Valera seemed no exception.
“I… do believe you, General,” the communist said in a conciliatory voice, a sigh of acceptance. “You have paid them more, is that it? Promised them more than Javier instructed me to offer them, so as to usurp what is mine. You wanted me out of the picture from the very beginning, I see now so clearly. And the New People’s Army?”
“I won’t say it again, Senator.” Maceda’s growl dropped to not-so-subtle a threat. “Walk out of that door, board that helicopter I have waiting for you, and carry out your part. You should already be on your way to Mindanao.”
“We were to take that helicopter together to meet with Javier. I see what you have in mind. It will be as was before. You people will have the country, we will be hunted and killed as we were before.”
“We,
Senator? You were born to rule. Too bad you picked the wrong side.”
“And this time,” Valera went on in a thinking-aloud voice as the pieces fully fell together for him for the first time, “you will control my organization, too. You will be the government and you will be the black market.
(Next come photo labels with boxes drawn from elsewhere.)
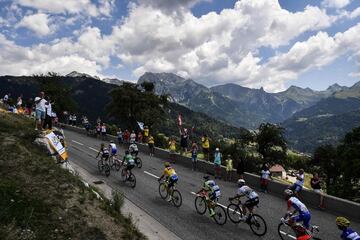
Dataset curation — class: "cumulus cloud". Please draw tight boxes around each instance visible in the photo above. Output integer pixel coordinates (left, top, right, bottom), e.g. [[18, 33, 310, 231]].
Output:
[[322, 0, 351, 8], [16, 13, 51, 36]]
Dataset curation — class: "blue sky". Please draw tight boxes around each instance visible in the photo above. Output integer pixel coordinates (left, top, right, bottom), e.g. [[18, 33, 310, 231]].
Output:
[[0, 0, 360, 92]]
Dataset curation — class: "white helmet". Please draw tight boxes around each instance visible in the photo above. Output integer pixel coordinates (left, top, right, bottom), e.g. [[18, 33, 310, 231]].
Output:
[[238, 178, 245, 186]]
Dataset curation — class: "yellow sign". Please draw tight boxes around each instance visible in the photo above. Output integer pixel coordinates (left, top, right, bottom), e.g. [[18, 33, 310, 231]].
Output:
[[45, 132, 68, 160]]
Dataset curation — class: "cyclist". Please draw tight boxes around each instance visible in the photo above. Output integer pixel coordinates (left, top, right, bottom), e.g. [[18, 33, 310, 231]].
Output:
[[229, 178, 259, 222], [158, 162, 179, 202], [282, 189, 311, 230], [123, 150, 135, 180], [96, 143, 109, 161], [198, 176, 221, 217], [129, 141, 139, 157], [336, 217, 360, 240]]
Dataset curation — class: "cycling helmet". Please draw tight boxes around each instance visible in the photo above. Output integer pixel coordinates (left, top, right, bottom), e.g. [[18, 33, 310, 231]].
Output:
[[336, 217, 350, 227], [238, 178, 245, 186]]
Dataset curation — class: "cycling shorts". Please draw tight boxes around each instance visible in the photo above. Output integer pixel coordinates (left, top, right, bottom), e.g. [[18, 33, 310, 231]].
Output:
[[244, 197, 259, 208], [291, 212, 311, 229]]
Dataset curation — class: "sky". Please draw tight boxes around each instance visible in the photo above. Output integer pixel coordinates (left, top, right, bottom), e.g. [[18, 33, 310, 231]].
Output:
[[0, 0, 360, 92]]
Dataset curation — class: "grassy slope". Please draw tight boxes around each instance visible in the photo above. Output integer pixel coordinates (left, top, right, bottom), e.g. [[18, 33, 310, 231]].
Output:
[[0, 112, 144, 239]]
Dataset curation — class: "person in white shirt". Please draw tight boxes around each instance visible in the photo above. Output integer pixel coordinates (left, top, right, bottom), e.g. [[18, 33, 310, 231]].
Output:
[[289, 169, 305, 197], [260, 163, 271, 193], [35, 92, 46, 130]]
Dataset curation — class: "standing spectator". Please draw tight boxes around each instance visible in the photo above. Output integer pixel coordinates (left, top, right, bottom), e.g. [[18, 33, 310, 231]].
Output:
[[191, 141, 199, 171], [96, 123, 101, 138], [25, 98, 33, 116], [130, 130, 136, 143], [214, 148, 222, 179], [144, 126, 150, 143], [138, 131, 143, 143], [169, 138, 176, 163], [43, 96, 52, 130], [201, 134, 210, 161], [148, 135, 155, 157], [116, 128, 124, 144], [260, 163, 271, 193], [225, 154, 234, 182], [290, 169, 305, 198], [35, 92, 46, 130], [124, 129, 130, 143], [180, 128, 189, 155], [236, 157, 245, 179], [310, 173, 325, 209], [101, 123, 106, 140]]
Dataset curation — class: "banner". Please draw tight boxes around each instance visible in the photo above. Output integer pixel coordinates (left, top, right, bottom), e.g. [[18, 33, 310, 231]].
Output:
[[136, 121, 144, 131], [45, 132, 68, 160]]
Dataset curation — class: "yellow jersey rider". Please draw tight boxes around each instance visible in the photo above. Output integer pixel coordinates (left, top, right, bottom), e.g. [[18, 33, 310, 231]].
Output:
[[158, 162, 179, 202], [200, 176, 221, 217]]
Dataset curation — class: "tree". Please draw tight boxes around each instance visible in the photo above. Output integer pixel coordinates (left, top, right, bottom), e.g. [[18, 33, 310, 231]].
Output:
[[256, 123, 287, 163], [33, 72, 78, 117]]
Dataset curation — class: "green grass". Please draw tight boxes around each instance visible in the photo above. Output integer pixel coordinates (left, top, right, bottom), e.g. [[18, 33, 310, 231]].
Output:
[[0, 112, 145, 240]]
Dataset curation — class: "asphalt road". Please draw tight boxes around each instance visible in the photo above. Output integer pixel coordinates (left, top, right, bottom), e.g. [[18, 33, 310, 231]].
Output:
[[65, 130, 360, 240]]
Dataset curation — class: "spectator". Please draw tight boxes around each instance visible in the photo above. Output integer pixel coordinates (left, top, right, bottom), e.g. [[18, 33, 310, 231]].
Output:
[[96, 123, 101, 138], [116, 128, 124, 144], [35, 92, 46, 130], [191, 141, 199, 171], [148, 135, 155, 157], [214, 148, 222, 179], [43, 96, 52, 130], [138, 131, 143, 143], [130, 130, 136, 143], [169, 138, 176, 163], [180, 128, 189, 155], [201, 134, 210, 161], [25, 98, 33, 116], [236, 158, 245, 179], [290, 169, 305, 198], [310, 173, 325, 209], [101, 123, 106, 140], [225, 154, 234, 182], [260, 163, 271, 193], [144, 126, 150, 143]]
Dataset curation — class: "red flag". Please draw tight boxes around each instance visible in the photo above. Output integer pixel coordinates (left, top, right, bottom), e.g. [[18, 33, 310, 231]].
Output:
[[178, 113, 182, 127]]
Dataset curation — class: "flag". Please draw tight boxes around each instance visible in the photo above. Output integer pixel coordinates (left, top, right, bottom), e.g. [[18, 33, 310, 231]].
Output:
[[136, 121, 144, 131], [178, 113, 182, 127]]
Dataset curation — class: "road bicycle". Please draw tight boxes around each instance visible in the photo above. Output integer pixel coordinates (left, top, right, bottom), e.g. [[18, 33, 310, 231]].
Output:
[[278, 214, 321, 240], [121, 164, 136, 188], [98, 157, 110, 177], [195, 190, 227, 225], [226, 198, 267, 236], [159, 180, 182, 208]]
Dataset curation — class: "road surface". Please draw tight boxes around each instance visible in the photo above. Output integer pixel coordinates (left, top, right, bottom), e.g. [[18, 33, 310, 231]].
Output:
[[64, 130, 360, 240]]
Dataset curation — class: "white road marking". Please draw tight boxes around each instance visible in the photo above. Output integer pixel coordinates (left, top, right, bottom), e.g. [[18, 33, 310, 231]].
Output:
[[280, 231, 296, 239], [144, 171, 159, 178], [71, 140, 84, 146], [88, 147, 98, 152]]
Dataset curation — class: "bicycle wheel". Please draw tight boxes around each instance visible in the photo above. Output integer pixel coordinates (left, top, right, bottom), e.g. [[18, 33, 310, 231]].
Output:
[[213, 205, 227, 225], [159, 183, 168, 199], [135, 157, 142, 168], [128, 173, 136, 188], [113, 159, 121, 171], [98, 160, 103, 173], [226, 203, 243, 223], [121, 168, 126, 182], [195, 196, 207, 215], [278, 223, 296, 240], [249, 214, 267, 236], [104, 163, 111, 177], [172, 189, 182, 208]]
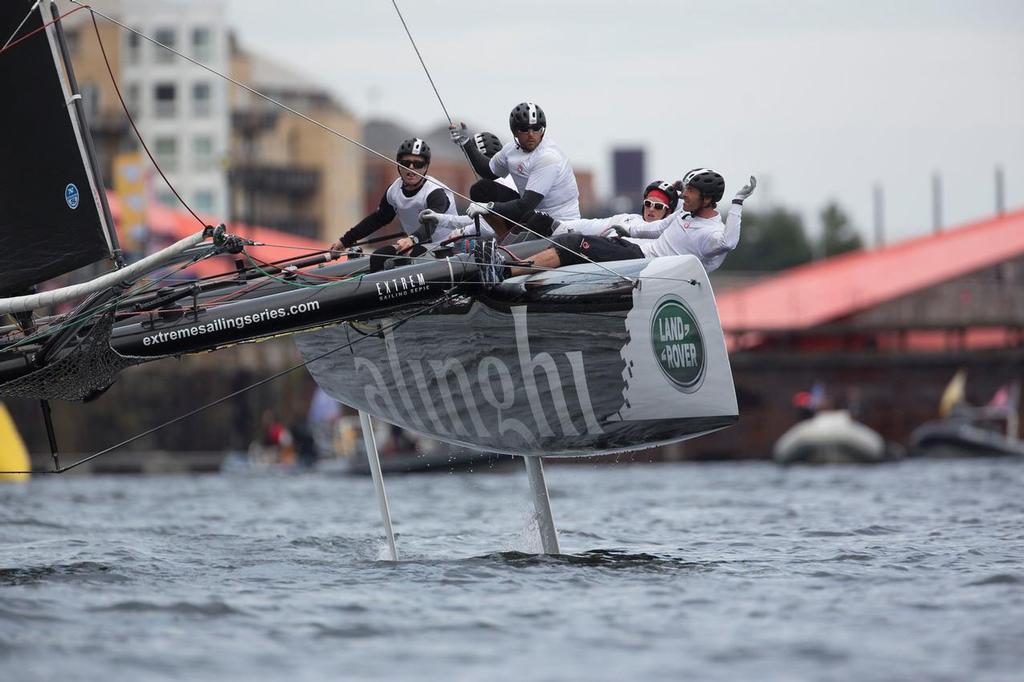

I think, General, that I would rather you killed me right here, in the home of my ancestors, if you have the courage to do your own dirty work.”
Maceda said, “Nothing I would like better, my pompous, hypocritical senator, but, unfortunately, it’s not according to plan. Mr. Javier has requested we reserve the privilege of dealing with you for him. But if you insist, I can tell him that you put up a struggle. That you—”
Cody left his piece of the wall and turned to plant himself squarely in the rectangle of light that fell upon the ground at his feet in the cold rain. He brought up the Ingram in target acquisition on the man in Filipino Army uniform who had been in the process of strutting around the far end of an ornate oak desk planted in the center of a library that reeked class and breeding—except for the men arguing in it.
Maceda had a Russian Tokarev pistol half-drawn from a flapped hip holster, the general closing in aggressively on the sixtyish fellow who cringed before a wingchair on the far side of the airy room.
Valera’s patrician features had grown jowly from age and amorality.
Maceda did not directly note the appearance of Cody and the Ingram searching for and finding a moving target, but the general did see the surprise in Valera’s eyes at something more than Maceda’s threat of harm.
Maceda forgot about Valera and completing his draw, and flung himself sideways from what he sensed more than actually saw. He did see the extended shadow of the Ingram plainly enough from the vaguely discerned combat figure out there in the rain beyond the screen door.
Cody squeezed the Ingram’s trigger.
Nothing.
Jammed!
A rare but ever-present possibility and the worst thing that could happen in combat unless you were the guy, like Maceda, who found himself cheating the fickle finger of fate.
Across the room, one side of a closed double oak door opened inward from the wall opposite the screen door. The Flip officer who had arrived with the crew in the personnel carrier minutes earlier walked in without knocking, obviously expected.